Published: Sun, August 04, 2019
World Media | By Shelia Harmon

Saudi Arabia allows women to travel without male 'guardian' approval

Saudi Arabia allows women to travel without male 'guardian' approval

She, and other key rights trailblazers, entered their second year behind bars this summer.

The changes got mixed reviews on social media, with the kingdom's ambassador to the United States tweeting that she was elated.

Sarah Leah Whitson, Executive Director of the Middle East and North Africa division at Human Rights Watch, tweeted about the topic: "Saudi has promised to end the guardianship system over the past decade at least a few times at the UN Human Rights Council sessions".

Some also denounced the change as "un-Islamic" in a society that traditionally sees men as protectors of women.

An amendment signed by the Saudi Cabinet this week overturns a controversial regulation requiring Saudi women to first gain approval from a male guardian-typically a husband, father, brother or son-before applying for and receiving a passport.
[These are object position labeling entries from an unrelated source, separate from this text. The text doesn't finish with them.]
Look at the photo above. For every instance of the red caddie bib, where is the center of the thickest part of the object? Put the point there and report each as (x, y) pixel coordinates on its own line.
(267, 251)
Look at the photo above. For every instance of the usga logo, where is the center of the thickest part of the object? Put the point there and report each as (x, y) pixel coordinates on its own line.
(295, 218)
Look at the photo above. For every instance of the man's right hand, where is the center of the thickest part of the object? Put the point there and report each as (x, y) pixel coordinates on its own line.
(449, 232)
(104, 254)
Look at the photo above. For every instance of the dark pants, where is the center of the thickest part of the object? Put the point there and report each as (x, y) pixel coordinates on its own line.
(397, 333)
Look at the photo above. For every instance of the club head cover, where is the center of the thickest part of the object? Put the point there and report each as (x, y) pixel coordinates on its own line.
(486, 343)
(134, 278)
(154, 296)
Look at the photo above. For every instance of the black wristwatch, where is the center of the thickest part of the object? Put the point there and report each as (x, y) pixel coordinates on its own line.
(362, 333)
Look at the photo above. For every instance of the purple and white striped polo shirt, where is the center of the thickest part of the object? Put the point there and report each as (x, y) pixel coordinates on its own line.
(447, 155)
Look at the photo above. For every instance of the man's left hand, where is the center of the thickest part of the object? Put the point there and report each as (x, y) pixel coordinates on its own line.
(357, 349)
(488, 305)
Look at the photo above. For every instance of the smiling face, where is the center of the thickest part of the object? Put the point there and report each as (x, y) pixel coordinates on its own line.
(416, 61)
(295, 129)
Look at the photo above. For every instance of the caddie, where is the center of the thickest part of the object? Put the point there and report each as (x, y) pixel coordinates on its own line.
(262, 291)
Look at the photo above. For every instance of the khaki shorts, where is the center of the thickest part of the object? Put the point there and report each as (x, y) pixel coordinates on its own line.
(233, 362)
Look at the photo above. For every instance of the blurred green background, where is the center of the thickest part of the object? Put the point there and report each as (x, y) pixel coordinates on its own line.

The women, among them Loujain al-Hathloul, are facing trial and allege they were tortured in prison.

In a statement, she said she wanted to "make clear my support for the rights of women, the LGBTQ community and freedom of expression".
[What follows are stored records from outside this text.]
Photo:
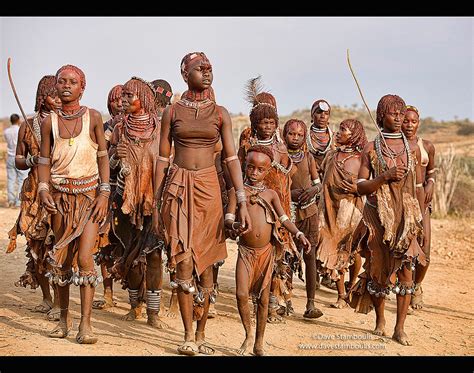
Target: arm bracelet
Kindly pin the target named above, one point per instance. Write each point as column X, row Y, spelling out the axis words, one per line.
column 114, row 161
column 229, row 216
column 316, row 181
column 43, row 186
column 104, row 187
column 299, row 234
column 241, row 197
column 30, row 161
column 164, row 159
column 44, row 160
Women who marry a foreigner can not pass citizenship onto their children.

"We are a Muslim community not a Western one, may God keep our daughters safe from all evils", said Sarah, a Saudi woman in her late 40s who declined to give her surname.
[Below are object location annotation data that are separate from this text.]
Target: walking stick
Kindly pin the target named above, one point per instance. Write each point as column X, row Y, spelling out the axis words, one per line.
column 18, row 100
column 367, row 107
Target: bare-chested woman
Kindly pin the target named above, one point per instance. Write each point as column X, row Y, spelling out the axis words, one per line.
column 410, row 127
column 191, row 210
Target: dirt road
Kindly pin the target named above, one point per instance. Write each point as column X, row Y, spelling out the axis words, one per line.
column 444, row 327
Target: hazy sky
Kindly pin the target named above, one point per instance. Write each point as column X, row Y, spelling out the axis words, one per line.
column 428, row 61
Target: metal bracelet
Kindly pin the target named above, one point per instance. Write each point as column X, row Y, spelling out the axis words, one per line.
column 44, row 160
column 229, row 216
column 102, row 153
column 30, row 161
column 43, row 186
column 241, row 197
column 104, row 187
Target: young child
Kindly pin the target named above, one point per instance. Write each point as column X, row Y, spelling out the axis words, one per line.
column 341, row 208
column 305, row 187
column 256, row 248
The report noted that Crown Prince Mohammed bin Salman is engaging in policies that would loosen social restrictions relating to his economic transformation plan for Saudi Arabia.

The amendments also state that all Saudis "are equal in the right to work" regardless of sex, age or other criteria, and that employers are barred from firing women in their employ or threatening to do so during pregnancy or maternity leave, as long as the women are not absent for a cumulative period of six months of a year.

The reform program does not, however, envision political change that could in any way challenge the nation's authoritarian governing model.

To leave the country, some Saudi women say they had to hack into their father's phone and change the settings on a government app to allow themselves permission to leave the country.

The reform comes as women have fled the country seeking refugee status elsewhere in order to escape abusive conditions they believed their legal system would not protect them from.

Their requests for asylum have shed an uncomfortable glare on the kingdom's restrictions on women at a time when it is eager to court global investment.

The decision follows the high-profile case in January of Rahaf Mohammed Alqunun, who barricaded herself in a Bangkok hotel room to prevent her family from returning her to Saudi Arabia.

Major change is arriving in Saudi Arabia, as the kingdom grants new rights to women.

Saudi women were allowed to drive in 2018.

Riyadh in recent years has opened movie theaters and invited Hollywood entertainers to perform in large-scale concerts for all, and has additionally opened some sectors of work - including air traffic control, passport control and investigators in the public prosecution - of which women were previously barred.